Once a beacon for many transplants from other states seeking a new life, San Diego has been undergoing a dramatic shift in its population as more folks decide to relocate to greener pastures.
Over the past decade, the region has lost more than 130,000 residents who have moved away mainly for economic reasons, according to a recent report from the National University System Institute for Policy Research, a think tank affiliated with the university.
The exodus is part of a much larger phenomenon that has been occurring throughout California, but particularly from Southern California during the past two decades, said Kelly Cunningham, the economist who wrote the report.
“This out-migration really began here about 2003 as the prices on housing got too high for many people, and has continued over the years and increased as the economy worsened,” Cunningham said.
Citing data from the state’s Department of Finance, the report shows San Diego’s population as of July 2012 at 3.1 million, which will rise to about 3.2 million this year.
Births and Influx From Abroad
However, the gain is the result of more natural births than deaths, combined with an influx of people from other countries. Had local residents stayed put, the population would be much greater, Cunningham said.
Ironically, it was in 2005, a year of relative economic prosperity and low unemployment, that San Diego saw the largest number of residents move out, or about 27,000. The biggest reason for many relocating was the growing unaffordability of housing, Cunningham said.
When the housing bubble burst beginning in 2006 and leading to a full-fledged recession in 2007, more county residents decided to leave San Diego because of their employment situation or lack thereof, he said.
“Before, housing prices were the primary driver, but since the recession, it’s caused by the lack of jobs,” Cunningham said. “Our economy is now in recovery but it’s not as much of a recovery that’s been happening in other places outside California.”
While he didn’t have data on the income levels of those moving out of San Diego, Cunningham estimated that it’s mostly folks who have lost their jobs in the hardest hit industries, including construction, office-related jobs, and retail.
“Most of the people moving away are the ones in the middle-income wage category, also a good number of business owners,” he said.
These folks generally had greater spending power, and because they’re not here, the region is losing that spending, which generates additional job growth, Cunningham said.
On a statewide basis, the flight by many from the Golden State began in earnest in 1990, according to a study by the Manhattan Institute for Policy Research, a New York-based think tank.
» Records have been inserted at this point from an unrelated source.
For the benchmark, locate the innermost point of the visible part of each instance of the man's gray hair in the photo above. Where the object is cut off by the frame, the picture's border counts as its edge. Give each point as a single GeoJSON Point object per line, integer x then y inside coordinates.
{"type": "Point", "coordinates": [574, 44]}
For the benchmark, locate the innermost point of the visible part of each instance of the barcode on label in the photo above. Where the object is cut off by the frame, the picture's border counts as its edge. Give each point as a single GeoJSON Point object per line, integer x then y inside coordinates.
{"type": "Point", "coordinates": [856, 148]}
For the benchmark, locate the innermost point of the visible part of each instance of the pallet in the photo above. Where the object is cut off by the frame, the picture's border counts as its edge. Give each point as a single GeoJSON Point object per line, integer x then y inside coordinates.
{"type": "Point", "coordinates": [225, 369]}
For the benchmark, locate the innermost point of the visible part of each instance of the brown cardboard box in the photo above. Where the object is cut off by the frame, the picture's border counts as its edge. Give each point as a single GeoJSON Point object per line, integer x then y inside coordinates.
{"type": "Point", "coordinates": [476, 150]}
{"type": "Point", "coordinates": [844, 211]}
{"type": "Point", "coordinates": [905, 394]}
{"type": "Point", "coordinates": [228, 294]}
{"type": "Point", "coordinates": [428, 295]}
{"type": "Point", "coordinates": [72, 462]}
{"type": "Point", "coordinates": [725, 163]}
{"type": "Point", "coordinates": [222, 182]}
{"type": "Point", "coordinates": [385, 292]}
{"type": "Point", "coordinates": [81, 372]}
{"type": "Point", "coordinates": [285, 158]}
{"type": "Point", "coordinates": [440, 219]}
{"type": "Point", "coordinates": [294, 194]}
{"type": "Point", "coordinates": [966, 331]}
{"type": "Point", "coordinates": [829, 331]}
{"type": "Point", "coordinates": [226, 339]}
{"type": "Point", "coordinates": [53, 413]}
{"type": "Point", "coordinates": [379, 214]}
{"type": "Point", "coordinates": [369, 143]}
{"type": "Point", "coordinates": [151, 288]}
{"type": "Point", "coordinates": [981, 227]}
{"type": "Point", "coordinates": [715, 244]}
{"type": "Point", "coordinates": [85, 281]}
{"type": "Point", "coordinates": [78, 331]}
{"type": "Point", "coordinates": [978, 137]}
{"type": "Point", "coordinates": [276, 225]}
The study released last year stated that since 1990, California has lost nearly 3.4 million residents who migrated to other states, or about 80 percent of what it had gained from domestic migration in the previous 30 years.
The authors, Tom Gray and Robert Scardamalia, said the migration is being caused by several factors, including chronic economic adversity and increased population density (the study notes the Los Angeles/ Orange County region has a density of nearly 7,000 residents per square mile, which is greater than New York or Chicago.)
A third factor is the constant fiscal instability of the state and local governments. That situation sends the message to residents and businesses that they can’t count on the government to provide essential services, much less tax breaks or incentives, according to the think tank’s report. Another message sent is that chronically out of balance budgets can be seen as tax hikes waiting to happen, the report said.
“The data suggest that many cost drivers — taxes, regulations, the high price of housing and commercial real estate, costly electricity, union power, and high labor costs — are prompting businesses to locate outside California, thus helping to drive the exodus,” the report states.
In his report on San Diego’s regional economy, Cunningham estimates its gross regional product, the sum of all goods and services, in 2012 came to $185.5 billion. He forecast GRP this year to be $193 billion, for an inflation adjusted increase of 1.5 percent. That’s down from a 1.7 percent rise in 2012.
The 2013 GRP forecast for the local economy will slightly lag that of California’s estimated 1.6 percent growth and that of the nation at 2 percent, said the NUSIPR report.
The factors that are driving people and businesses out of the state, mainly increased taxes and regulations, continue to impede a stronger recovery, Cunningham said. Increasing these elements to plug budget gaps will only cause more businesses and residents to move, thus keeping the cycle going in a downward direction, he said.